In the past, some glove and mitt made from 2-dimensional inner liners were waterproof, and had breathable membranes. These membranes or membranes with backing support, are sealed in a 2-dimensional plane as it is not practical, with state of the art technology, to seal more than 2 layers. When a third layer is introduced, a gap is created which will allow water to penetrate. This can only be remedied with tape or liquid seals which are not commercially viable. These gloves are generally formed of an outer shell, an inner liner and an intermediate waterproof breathable membrane layer. The physical characteristics of the membrane layer are such that it is a very thin layer which is susceptible to piercing, ripping and other hazards of use which pierce the barrier layer formed by the membrane if utilized alone. The membrane layer ceases to operate in its intended use if the membrane layer is breached at any point, including by the use of stitching through the membrane layer.
The membrane layer is generally formed as a two piece glove layer formed from two identically shaped pieces which are attached to each other about the perimeter of the glove layer (hereinafter referred to as a two dimensional inner liner). This connection is usually done either by gluing, thermal or ultrasonic sealing or other non-invasive (non-stitched) approaches commonly utilized. In an effort to minimize the structural problems associated with the thin waterproof breathable membrane barrier some manufacturers have laminated or otherwise attached insulation or a slide layer onto the membrane layer. Generally this is done in sheets which are then cut and attached as traditionally had been done with the membrane layers. This also has the effect of allowing these gloves to be assembled with two discreet components, the outer shell and the membrane and inner liner layer as a single component.
Because of the geometries of the two dimensional glove, the gloves tend to be large in a number of areas of the hand and fingers which have caused various efforts to modify the glove liner in a fashion that prevents gapping, reversing and gripping of the membrane layer during use.
However, many of these gloves still suffer from a poor fit between the two dimensional membrane layer, either with or without another layer attached to it and the outer three dimensional, generally precurved outer shell layer.

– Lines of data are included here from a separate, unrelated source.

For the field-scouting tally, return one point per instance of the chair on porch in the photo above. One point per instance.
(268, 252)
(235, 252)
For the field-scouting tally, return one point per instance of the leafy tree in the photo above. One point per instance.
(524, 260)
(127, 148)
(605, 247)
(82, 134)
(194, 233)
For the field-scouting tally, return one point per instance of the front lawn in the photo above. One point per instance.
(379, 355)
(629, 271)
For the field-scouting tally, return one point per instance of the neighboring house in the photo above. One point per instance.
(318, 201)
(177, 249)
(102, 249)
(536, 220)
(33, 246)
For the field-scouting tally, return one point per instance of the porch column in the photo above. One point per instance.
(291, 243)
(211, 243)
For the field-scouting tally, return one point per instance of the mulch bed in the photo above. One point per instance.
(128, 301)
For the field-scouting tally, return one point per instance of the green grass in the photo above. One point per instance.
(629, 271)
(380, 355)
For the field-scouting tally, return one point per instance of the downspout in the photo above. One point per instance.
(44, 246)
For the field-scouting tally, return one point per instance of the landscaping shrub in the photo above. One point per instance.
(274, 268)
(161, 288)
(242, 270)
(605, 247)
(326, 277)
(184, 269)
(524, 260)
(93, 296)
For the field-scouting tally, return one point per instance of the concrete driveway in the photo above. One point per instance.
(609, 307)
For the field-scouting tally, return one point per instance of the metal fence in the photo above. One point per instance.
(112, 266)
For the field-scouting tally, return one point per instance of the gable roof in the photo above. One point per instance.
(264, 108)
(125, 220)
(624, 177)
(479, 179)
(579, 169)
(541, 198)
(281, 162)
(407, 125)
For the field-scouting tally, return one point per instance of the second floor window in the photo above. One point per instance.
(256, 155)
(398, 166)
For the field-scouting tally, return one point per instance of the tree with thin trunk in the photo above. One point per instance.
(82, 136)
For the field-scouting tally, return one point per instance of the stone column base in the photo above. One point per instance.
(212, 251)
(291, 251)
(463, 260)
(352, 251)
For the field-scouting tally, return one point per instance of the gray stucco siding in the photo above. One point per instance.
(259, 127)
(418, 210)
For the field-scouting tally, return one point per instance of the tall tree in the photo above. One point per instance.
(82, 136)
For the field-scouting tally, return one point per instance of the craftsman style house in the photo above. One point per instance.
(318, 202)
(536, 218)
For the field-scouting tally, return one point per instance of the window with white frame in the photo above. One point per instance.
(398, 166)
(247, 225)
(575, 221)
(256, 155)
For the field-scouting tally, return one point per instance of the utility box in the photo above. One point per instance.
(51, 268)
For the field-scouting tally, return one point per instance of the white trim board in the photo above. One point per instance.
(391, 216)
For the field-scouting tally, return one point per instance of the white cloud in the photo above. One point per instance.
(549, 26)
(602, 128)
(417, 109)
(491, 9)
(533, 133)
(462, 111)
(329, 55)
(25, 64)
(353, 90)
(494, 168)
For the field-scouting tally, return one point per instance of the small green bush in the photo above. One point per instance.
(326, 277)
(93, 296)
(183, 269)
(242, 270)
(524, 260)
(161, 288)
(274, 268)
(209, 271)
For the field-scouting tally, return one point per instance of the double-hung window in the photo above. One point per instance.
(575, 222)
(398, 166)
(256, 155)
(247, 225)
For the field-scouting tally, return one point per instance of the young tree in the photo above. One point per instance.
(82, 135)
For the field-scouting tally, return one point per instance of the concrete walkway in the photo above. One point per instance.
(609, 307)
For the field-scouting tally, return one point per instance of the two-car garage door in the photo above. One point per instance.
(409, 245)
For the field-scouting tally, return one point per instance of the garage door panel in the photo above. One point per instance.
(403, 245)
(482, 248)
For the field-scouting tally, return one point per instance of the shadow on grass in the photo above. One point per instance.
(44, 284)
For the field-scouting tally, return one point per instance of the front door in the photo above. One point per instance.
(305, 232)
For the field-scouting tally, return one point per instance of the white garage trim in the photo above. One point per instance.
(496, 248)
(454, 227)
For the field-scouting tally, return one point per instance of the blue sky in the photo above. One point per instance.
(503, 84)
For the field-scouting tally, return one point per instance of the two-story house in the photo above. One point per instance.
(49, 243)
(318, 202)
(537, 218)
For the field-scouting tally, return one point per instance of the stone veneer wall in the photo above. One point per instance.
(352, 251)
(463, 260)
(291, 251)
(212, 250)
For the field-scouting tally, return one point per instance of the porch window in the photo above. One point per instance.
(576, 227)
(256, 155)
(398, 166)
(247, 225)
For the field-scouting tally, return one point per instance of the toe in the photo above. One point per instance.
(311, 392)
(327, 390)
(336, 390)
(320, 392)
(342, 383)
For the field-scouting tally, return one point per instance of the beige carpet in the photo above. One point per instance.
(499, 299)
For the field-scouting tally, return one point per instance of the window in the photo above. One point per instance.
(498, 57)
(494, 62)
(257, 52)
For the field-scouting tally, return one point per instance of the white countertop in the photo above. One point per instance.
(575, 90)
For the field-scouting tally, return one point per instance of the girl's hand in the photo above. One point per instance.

The need to accommodate the volume necessary in a 2-dimensional pattern, to fit a 3-dimensional glove causes an excessive amount of material development around the circumference of the hand as described around the base of the thumb. This excess of material prevents a facile entry of the hand into the finger stalls, the excess material often blocking the entry. The problem is less obvious where there is an insulated 3-dimensional lining that lies between the 2-dimension insert and the 3-dimensional shell. In this case, the lining-to-insert-to-shell are factory formed and hemmed in position and the wearer is not aware of the problems. New technology, such as GORE-TEX Direct Grip have the waterproof breathable membrane laminated to a lining material that functions as a lining as well as an insert. In this case there is no three dimensional lining to support the insert in a comfortable position to allow ease of entry of the hand into the finger stalls. Accordingly, there is a need for an improved connection method for attaching a two dimensional inner glove to a three dimensional outer glove which compensates for the variations between the two gloves.